L'intelligence artificielle est devenue un sujet central dans nos sociétés actuelles, et elle est même devenue un véritable problème pour l'industrie musicale. Car depuis plusieurs mois, de nombreux morceaux créés par IA arrivent sur les plateformes de streaming et les réseaux sociaux. Alors que l'industrie peine pour le moment à trouver une réponse adaptée au problème, les artistes continuent de se mobiliser pour protéger leur propriété intellectuelle et artistique, et cette semaine on apprend que Scarlett Johansson et Chaka Khan se sont engagées avec une pétition sur ce sujet.

Chaka Khan et Scarlett Johansson figurent en effet parmi les 700 signataires d'une nouvelle tribune nommée "Stealing Isn't Innovation" qui vient d'être lance aux Etats-Unis afin de lutter contre l'exploitation abusive des catalogues musicaux par les logiciels d'intelligence artificielle. Sur le site officiel de la campagne, on peut lire les mots suivants :

Artistes, écrivains et créateurs de tous horizons s’unissent autour d’un message simple : voler notre travail n’est pas de l’innovation. Ce n’est pas du progrès. C’est du vol, pur et simple. Une meilleure voie existe : grâce à des accords de licence et des partenariats, certaines entreprises d’IA ont choisi la voie responsable et éthique pour obtenir le contenu qu’elles souhaitent utiliser. Il est possible de tout avoir : une IA avancée en développement rapide, tout en garantissant le respect des droits des créateurs.

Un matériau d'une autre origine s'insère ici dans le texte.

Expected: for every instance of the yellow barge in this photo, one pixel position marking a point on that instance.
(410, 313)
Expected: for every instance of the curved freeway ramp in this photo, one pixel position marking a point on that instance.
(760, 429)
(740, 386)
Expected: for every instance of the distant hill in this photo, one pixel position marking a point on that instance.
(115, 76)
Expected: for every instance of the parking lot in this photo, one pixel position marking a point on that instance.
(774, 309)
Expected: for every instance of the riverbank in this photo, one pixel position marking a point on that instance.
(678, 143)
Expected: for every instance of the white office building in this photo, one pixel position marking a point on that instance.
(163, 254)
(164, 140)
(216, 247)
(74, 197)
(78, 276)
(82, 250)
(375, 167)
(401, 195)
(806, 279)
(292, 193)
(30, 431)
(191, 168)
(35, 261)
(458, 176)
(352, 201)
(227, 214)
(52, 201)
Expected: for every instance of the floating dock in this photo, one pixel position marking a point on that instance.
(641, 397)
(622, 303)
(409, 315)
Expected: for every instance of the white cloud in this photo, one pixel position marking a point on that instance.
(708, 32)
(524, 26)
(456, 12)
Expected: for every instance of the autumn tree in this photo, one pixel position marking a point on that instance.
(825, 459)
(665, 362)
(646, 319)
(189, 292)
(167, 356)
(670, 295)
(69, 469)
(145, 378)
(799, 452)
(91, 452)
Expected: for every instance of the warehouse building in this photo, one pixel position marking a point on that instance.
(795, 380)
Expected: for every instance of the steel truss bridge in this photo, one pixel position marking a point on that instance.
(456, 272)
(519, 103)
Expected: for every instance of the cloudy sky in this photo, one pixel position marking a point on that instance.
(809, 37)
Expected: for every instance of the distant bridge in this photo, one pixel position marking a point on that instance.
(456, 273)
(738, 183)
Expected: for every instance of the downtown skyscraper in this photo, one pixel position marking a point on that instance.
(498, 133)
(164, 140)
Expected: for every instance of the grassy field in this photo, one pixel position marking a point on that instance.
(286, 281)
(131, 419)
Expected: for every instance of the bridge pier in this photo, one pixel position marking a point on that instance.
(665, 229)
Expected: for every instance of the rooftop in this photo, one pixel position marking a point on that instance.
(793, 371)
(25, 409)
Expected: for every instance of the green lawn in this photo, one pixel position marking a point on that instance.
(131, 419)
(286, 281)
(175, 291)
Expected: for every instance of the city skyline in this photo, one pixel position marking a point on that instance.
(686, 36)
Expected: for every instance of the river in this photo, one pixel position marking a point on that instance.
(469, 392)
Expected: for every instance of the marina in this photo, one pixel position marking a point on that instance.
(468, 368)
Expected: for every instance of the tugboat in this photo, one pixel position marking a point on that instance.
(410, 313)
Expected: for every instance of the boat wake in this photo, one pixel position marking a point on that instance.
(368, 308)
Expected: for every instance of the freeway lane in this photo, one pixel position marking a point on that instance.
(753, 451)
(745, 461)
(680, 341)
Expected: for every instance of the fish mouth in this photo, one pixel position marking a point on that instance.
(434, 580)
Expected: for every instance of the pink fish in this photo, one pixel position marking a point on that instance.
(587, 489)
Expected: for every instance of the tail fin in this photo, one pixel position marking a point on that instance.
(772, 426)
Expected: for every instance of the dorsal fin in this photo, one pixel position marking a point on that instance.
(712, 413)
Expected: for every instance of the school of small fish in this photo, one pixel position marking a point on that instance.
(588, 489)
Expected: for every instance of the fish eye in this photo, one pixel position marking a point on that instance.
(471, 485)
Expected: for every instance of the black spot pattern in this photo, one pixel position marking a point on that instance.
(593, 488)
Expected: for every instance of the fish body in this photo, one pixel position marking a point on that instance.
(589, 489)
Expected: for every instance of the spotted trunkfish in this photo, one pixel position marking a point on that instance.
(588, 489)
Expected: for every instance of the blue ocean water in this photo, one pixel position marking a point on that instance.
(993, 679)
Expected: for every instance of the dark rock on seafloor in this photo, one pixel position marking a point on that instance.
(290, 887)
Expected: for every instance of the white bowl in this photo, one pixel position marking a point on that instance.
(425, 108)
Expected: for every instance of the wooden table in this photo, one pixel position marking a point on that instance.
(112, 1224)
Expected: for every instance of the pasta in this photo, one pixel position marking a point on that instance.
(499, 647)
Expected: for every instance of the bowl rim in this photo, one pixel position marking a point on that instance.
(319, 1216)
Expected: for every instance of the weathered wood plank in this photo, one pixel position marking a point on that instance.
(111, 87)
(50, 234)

Les instigateurs de la tribune tablent donc sur une position modérée, ne voulant pas totalement interdire à l'IA l'utilisation des catalogues musicaux déjà disponibles : des partenariats, passés en bonne intelligence avec les maisons de disques, les labels et les artistes, afin que chacun puisse y trouver son compte au niveau financier. Mais aussi dans le but de fixer des limites et d'encadrer l'utilisation de l'IA dans le domaine de la création artistique. Car c'est maintenant inéluctable : qu'on le veuille ou non, l'IA fera partie de notre futur.

Mais ce n'est pas une raison pour laisser ces logiciels faire tout et n'importe quoi.